Svolgi gli esercizi seguenti sul quaderno, utilizzando frasi complete e citando, dove richiesto, versi o termini precisi dei Canti. Gli esercizi coprono biografia, fasi del pensiero, testi principali, lessico e metrica: affrontali nell'ordine, rileggendo l'antologia quando hai dubbi.
- Quale espressione descrive in modo più preciso il cosiddetto pessimismo cosmico di Leopardi?
- A) La convinzione che la felicità sia possibile solo nell'infanzia individuale
- B) L'idea che la natura sia una matrigna indifferente che condanna ogni essere vivente al dolore
- C) La fiducia nel progresso della ragione moderna come via di salvezza
- D) Il rimpianto per la grandezza politica delle città italiane del passato
- La canzone libera leopardiana prevede uno schema rigido di rime e una lunghezza costante delle strofe, come nelle canzoni petrarchesche.
- Vero / Falso
-
Nella poetica leopardiana, le parole vaghe e indefinite, come lontano o antico, hanno il compito di suscitare nel lettore un sentimento di ___, che amplia lo spazio dell'immaginazione e del ricordo.
-
Associa ciascun canto alla fase del pensiero leopardiano a cui appartiene. | Colonna A | Colonna B | |---|---| | All'Italia | Piccoli idilli e riflessione intima | | L'infinito | Grandi idilli e pessimismo cosmico | | A Silvia | Ultima fase e solidarietà umana | | La ginestra | Canzoni civili e pessimismo storico |
-
Spiega in cinque-sei righe che cosa intende Leopardi quando, nello Zibaldone, parla di poetica del vago e dell'indefinito, indicando almeno due esempi di parole significative.
-
Quale tra le seguenti affermazioni descrive correttamente la struttura di A Silvia?
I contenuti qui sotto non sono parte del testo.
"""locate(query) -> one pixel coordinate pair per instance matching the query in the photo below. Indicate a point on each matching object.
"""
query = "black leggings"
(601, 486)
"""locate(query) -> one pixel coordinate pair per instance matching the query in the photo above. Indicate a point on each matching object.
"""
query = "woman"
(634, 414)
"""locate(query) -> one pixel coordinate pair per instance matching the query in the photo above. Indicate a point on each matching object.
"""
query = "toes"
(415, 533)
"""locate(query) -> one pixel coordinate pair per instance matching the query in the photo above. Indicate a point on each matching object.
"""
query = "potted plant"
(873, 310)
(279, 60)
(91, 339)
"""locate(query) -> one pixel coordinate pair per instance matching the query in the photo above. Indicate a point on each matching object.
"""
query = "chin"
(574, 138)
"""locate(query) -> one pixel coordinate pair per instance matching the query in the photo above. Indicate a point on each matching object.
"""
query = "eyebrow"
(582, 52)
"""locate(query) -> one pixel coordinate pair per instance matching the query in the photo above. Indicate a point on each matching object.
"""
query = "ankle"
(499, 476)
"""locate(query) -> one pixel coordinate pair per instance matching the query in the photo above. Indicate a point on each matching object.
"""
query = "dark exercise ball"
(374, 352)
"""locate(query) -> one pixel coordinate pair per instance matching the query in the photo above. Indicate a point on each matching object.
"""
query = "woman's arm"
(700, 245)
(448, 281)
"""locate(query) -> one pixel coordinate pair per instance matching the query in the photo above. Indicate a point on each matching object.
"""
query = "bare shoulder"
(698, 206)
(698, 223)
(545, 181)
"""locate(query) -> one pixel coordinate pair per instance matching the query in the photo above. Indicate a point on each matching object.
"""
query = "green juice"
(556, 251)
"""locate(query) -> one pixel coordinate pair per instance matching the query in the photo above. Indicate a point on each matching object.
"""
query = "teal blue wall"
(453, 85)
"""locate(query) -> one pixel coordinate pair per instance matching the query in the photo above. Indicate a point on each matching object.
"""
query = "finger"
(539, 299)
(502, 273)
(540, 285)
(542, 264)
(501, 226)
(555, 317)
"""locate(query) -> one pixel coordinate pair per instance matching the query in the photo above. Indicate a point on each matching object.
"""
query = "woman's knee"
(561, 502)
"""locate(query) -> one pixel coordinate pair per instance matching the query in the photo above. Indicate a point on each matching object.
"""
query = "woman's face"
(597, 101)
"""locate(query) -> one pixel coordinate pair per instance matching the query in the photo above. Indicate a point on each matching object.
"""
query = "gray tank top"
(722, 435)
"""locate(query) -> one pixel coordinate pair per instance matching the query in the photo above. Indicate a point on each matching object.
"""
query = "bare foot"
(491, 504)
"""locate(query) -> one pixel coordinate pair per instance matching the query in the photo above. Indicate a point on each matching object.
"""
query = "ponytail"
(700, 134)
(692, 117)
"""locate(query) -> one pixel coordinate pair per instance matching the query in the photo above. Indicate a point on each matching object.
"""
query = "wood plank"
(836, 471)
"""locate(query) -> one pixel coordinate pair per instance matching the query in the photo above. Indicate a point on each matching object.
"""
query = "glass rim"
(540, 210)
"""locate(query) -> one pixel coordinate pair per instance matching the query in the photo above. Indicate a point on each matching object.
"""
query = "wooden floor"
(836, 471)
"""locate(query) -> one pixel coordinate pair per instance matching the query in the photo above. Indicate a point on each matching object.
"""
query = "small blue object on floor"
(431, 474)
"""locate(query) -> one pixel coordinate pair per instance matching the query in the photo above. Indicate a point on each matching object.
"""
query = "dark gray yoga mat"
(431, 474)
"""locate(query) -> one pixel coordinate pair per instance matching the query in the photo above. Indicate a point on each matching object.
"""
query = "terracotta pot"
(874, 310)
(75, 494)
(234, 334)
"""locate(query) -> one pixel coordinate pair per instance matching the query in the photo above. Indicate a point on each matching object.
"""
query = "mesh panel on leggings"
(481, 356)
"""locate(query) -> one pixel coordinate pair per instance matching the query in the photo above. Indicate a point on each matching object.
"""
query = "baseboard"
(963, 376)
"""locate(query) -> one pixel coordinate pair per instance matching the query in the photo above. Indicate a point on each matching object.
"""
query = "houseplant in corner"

- A) È un sonetto in endecasillabi a rima alternata
- B) È una canzone libera con strofe di lunghezza diseguale, endecasillabi e settenari, rime sparse
- C) È un'ode oraziana in strofe regolari di quattro versi
- D) È un poemetto in terzine dantesche di endecasillabi
-
Confronta L'infinito e La ginestra mostrando come cambiano, dai piccoli idilli all'ultima fase, la visione della natura, il ruolo dell'io poetico e l'atteggiamento verso gli altri uomini. Sviluppa la risposta in circa venti righe, citando almeno un'immagine o un'espressione significativa per ciascun testo.
-
Leggi i versi: "Sempre caro mi fu quest'ermo colle, / e questa siepe, che da tanta parte / dell'ultimo orizzonte il guardo esclude". Individua e commenta tre elementi tecnici (lessicali, metrici o sintattici) che contribuiscono alla poetica dell'indefinito, spiegando come ciascuno produce il suo effetto.